Reflections on Laudato Si’ – Part 5
Sister Elizabeth Geraghty provides reflection and excerpts from Laudato Si’ (On Care for Our Common Home)
There is a tendency to believe that every increase in power means “an increase of ‘progress’ itself’, an advance in “security, usefulness, welfare and vigor; … an assimilation of new values into the stream of culture,” as if reality, goodness and truth automatically flow from technological and economic power as such.
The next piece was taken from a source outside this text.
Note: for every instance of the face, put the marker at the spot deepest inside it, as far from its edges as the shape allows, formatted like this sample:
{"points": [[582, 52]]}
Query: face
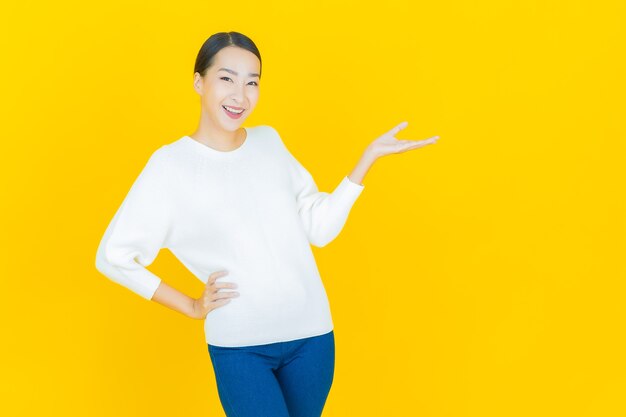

The fact is that “contemporary man has not been trained to use power well,” because our immense technological development has not been accompanied by development in human responsibility, values and conscience.
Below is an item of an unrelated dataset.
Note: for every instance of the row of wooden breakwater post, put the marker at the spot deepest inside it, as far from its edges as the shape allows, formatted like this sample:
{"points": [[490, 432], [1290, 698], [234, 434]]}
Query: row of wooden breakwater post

We have certain superficial mechanisms, but we cannot claim to have sound ethics, a culture and spirituality genuinely capable of setting limits and teaching clear-minded self-restraint.
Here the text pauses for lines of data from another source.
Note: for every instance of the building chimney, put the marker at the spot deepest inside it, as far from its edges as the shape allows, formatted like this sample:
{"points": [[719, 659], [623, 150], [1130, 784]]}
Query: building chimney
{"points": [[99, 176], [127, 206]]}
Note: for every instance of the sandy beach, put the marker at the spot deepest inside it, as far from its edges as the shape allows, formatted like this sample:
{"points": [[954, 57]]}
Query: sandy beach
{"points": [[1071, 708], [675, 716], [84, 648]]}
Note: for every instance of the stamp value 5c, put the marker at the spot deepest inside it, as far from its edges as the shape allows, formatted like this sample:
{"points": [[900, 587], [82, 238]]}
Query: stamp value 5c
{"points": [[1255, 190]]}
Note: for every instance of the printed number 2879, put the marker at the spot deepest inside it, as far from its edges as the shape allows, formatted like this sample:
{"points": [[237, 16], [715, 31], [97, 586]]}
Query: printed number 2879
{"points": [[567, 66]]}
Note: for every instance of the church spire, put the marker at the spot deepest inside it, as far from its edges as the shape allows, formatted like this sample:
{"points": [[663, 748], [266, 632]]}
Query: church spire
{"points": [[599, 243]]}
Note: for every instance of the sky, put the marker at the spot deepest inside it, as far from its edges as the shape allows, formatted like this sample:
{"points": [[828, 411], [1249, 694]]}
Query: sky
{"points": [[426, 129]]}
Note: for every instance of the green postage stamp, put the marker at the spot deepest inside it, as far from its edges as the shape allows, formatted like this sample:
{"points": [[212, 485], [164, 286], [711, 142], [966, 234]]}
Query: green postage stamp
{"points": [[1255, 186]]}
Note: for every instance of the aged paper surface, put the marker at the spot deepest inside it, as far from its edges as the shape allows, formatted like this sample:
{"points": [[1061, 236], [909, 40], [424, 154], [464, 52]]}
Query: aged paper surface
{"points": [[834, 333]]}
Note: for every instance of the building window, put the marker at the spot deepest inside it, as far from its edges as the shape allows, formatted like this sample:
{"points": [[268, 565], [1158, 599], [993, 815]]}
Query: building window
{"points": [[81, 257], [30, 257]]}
The basic problem goes even deeper: it is the way that humanity has taken up technology and its development according to an undifferentiated and one-dimensional paradigm… Men and women have constantly intervened in nature, but for a long time this meant being in tune with and respecting the possibilities offered by the things themselves. It was a matter of receiving what nature itself allowed, as if from its own hand. It is a false notion that “an infinite quantity of energy and resources are available, that it is possible to renew them quickly, and that the negative effects of the exploitation of the natural can be easily absorbed.”
We have to accept that technological products are not neutral, for they create a framework which ends up conditioning lifestyles and shaping social possibilities along the lines dictated by the interests of certain powerful groups. The economy accepts every advance in technology with a view to profit, without concern for its potentially negative impact on human beings.
We have “a sort of ‘superdevelopment’ of a wasteful and consumerist kind which forms an unacceptable contrast with the ongoing situations of dehumanizing deprivation,” while we are all too slow in developing economic institutions and social initiatives which can give the poor regular access to basic resources.
“Not only has God given the earth to man, who must use it with respect for the original good purpose for which it was given, but man too is God’s gift to man. He must therefore respect the natural and moral structure with which he has been endowed.”
Our “dominion” over the universe should be understood more properly in the sense of responsible stewardship.
When we fail to acknowledge as part of reality the worth of a poor person, a human embryo, a person with disabilities– to offer just a few examples – it becomes difficult to hear the cry of nature itself; everything is connected…There can be no renewal of our relationship with nature without a renewal of humanity itself. Human beings cannot be expected to feel responsibility for the world unless, at the same time, their unique capacities of knowledge, will, freedom and responsibility are recognized and valued.
Our relationship with the environment can never be isolated from our relationship with others and with God. Since everything is interrelated, concern for the protection of nature is also incompatible with the justification of abortion. “If personal and social sensitivity toward the acceptance of the new life is lost, then other forms of acceptance that are valuable for society also wither away.”